Ausgabe 04/2013
Unordnung auf dem europäischen Arbeitsmarkt
SONJA BARKO ist in der ver.di-Bundesverwaltung Bereichsleiterin für Migrationspolitik
Zu den zentralen Forderungen des Deutschen Gewerkschaftsbundes und seiner Mitgliedsgewerkschaften zur Bundestagswahl im September 2013 gehören eine neue Ordnung der Arbeit und ein soziales Europa. Es ist höchste Zeit, die Arbeitsmigration in der EU und darüber hinaus zum Bestandteil dieses Forderungspakets zu machen. Mit der kompletten Arbeitnehmerfreizügigkeit in der EU und der Entwicklung der Dienstleistungsfreiheit werden die blinden Flecken bei der Regulierung grenzüberschreitender Erwerbsarbeit offenkundig. So gibt es keine ausreichenden Informationen und Unterstützungsstrukturen für EU-Bürger/innen, die ihr Recht auf Arbeitnehmerfreizügigkeit nutzen. Ganz dramatisch ist es für Arbeitnehmer/innen, die auf dem Weg der Entsendung durch Unternehmen in ihren Heimatländern in Deutschland arbeiten. Oft kommen sie über dubiose Agenturen und Personaldienstleister, deren Geschäftsmodell schlicht Lohndumping heißt. Oder sie werden mit Versprechungen geködert und dann in Scheinselbstständigkeit und Werkverträge gezwungen. Die Auswirkungen sind für die Betroffenen wie auch für einige Branchen katastrophal.

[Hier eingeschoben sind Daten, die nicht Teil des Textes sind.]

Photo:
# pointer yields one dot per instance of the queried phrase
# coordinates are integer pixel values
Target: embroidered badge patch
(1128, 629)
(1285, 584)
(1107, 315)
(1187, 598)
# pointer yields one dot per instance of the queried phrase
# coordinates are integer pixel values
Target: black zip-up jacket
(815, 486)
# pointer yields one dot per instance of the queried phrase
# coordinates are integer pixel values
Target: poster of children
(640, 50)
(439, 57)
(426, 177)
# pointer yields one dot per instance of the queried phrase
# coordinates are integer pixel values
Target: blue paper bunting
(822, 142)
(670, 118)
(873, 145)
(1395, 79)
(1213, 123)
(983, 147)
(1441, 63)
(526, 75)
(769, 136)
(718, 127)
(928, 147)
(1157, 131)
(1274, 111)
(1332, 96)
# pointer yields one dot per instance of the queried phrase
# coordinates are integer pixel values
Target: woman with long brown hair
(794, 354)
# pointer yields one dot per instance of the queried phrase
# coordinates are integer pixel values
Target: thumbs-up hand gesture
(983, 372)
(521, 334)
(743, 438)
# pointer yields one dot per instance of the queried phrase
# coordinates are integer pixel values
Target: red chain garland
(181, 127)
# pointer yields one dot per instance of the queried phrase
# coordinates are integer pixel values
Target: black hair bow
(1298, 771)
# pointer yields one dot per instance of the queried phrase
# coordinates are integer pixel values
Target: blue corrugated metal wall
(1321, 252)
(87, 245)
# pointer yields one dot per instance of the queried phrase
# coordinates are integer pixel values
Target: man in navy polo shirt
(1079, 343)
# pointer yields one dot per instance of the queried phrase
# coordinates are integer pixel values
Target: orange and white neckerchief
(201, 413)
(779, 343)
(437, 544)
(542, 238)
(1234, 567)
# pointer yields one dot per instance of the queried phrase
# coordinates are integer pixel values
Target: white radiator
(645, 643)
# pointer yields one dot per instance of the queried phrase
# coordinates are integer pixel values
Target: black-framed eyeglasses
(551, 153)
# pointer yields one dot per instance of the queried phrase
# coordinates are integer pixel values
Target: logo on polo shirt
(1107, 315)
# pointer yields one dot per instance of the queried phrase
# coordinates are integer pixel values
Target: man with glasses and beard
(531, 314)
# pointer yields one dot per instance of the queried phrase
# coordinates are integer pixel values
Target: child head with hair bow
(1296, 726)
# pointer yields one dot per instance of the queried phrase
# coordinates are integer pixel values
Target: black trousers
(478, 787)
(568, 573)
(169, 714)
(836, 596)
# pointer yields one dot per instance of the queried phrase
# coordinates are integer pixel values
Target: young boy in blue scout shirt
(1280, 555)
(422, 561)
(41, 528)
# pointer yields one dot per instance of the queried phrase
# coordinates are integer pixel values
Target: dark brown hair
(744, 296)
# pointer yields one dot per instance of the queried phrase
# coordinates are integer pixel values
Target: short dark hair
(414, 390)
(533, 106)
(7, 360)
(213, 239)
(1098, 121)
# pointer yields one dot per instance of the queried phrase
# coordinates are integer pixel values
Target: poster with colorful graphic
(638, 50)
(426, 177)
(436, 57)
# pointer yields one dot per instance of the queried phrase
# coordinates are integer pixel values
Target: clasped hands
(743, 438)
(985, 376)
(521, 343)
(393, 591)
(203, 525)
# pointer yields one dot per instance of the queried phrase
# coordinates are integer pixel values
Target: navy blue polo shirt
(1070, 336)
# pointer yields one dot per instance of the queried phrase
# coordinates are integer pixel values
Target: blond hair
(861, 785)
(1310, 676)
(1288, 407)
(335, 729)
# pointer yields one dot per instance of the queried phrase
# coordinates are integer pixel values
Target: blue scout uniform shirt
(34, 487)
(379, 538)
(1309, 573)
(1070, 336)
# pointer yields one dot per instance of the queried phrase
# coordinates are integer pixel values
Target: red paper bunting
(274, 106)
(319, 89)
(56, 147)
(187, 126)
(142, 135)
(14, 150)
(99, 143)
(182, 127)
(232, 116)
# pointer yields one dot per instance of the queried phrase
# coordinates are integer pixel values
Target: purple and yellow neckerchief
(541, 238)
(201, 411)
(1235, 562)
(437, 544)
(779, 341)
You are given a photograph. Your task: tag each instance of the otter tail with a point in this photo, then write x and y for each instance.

Das bleibt nicht ohne Folgen für die Beschäftigten in Deutschland. Wie das Beispiel der Fleischindustrie zeigt, werden durch die ungenügende Regulierung der Arbeitsmigration nicht nur viele tarifgebundene Arbeitsplätze in Deutschland abgebaut - die Auswirkungen machen auch vor den Nachbarländern Belgien, Dänemark und Frankreich nicht halt. Auch aus dem Güterverkehr wird von alarmierenden Entwicklungen berichtet. Von den Beratungsstellen des DGB-Projekts "Faire Mobilität" erreichen uns täglich Nachrichten über Lohnbetrug, fehlenden Arbeitsschutz und unmenschlichen Umgang mit Arbeitsmigranten aus der EU.
Der europäische Arbeitsmarkt braucht bessere Regeln. Bundesregierung und europäische Institutionen müssen schnell und umfassend für faire Bedingungen für alle Arbeitnehmer/innen sorgen. Die konkrete Politik sieht aber düster aus. Seit Monaten wird im Europaparlament um den Richtlinienvorschlag zur "Durchsetzung der Richtlinie 96/71 über die Entsendung von Arbeitnehmern" gerungen. Hartnäckig versuchen die neoliberalen Kräfte in Parlament und Kommission, die Bedingungen für die Arbeitnehmer/innen zu verschlechtern. Und die Bundesregierung unterstützt diese Politik in Brüssel. Gleiches gilt für einen weiteren neuen Richtlinienentwurf der Kommission zur Erleichterung der Freizügigkeit. Danach sollen grenzüberschreitende Leiharbeit und die Erbringung von Leistungen durch Selbstständige aus dem Schutz vor Diskriminierung ausgeschlossen werden. Das ist unhaltbar. Von der EU-Kommission, dem Rat und der Bundesregierung ist ein Politikwechsel ohne Druck jedoch nicht zu erwarten. Die Eingriffe in die Tarifautonomie und Arbeitnehmerrechte in den Krisenstaaten zeigen vielmehr die radikale Abkehr von den Zielen im EU-Vertrag und der Europäischen Grundrechtecharta. Machen wir die Unordnung auf dem europäischen Arbeitsmarkt zum Thema im Wahlkampf - für ein soziales Europa.